La notizia è di pochissimi giorni fa: i Fontaines DC hanno scelto anche per il prossimo anno Roma come cornice per la presentazione di Romance, il loro ultimo album. Adesso, però, riavvolgiamo il nastro per tornare a dove tutto è cominciato.
Carlos O’Connell, Conor Curley, Conor Deegan, Grian Chatten e Tom Coll si sono incontrati tra i corridoi del British and Irish Modern Music Institute di Dublino, accomunati da una passione viscerale per la poesia. Questa connessione li ha portati a creare due raccolte poetiche, Vroom e Winding, ispirate ai poeti beat e ai grandi autori irlandesi. È da queste radici che nasce “Television Screens”, un brano del loro album di debutto Dogrel, originariamente concepito come poesia.

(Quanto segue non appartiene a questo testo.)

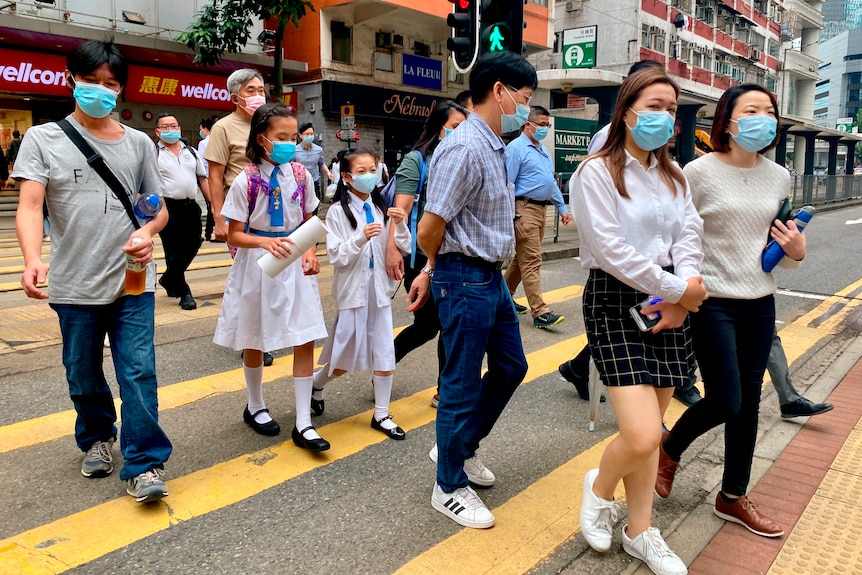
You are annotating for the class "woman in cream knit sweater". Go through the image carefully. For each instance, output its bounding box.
[656,84,807,539]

Con Romance, il quarto album in studio dei Fontaines D.C., la band irlandese sembra determinata a segnare una fase di trasformazione. Il primo singolo, “Starbuster”, mescola rock e rap, suggerendo un cambio di rotta verso sonorità più audaci. Nonostante un look fluorescente che potrebbe far pensare a una svolta nu-rave, l’album resta saldamente ancorato all’indie rock, pur lasciandosi alle spalle la componente post-punk dei lavori precedenti.
I Fontaines D.C. puntano ora su una maggiore accessibilità, evidente in tracce come “Here’s The Thing” e “Favourite”, dove Grian Chatten sperimenta un inedito falsetto. Le influenze spaziano da Lana Del Rey, citata esplicitamente in ballate come “In The Modern World”, a una gamma eterogenea di artisti, tra cui Korn e Blur, che testimoniano l’ambizione della band di raggiungere un pubblico più vasto.
Tuttavia, Romance appare meno incisivo rispetto ai suoi predecessori. Se da un lato offre brani di qualità, dall’altro manca del mordente e della tensione emotiva che caratterizzavano album come Dogrel e Skinty Fia. Più che un’evoluzione sonora, il vero cambiamento sembra essere l’abbandono del rock come visione e attitudine.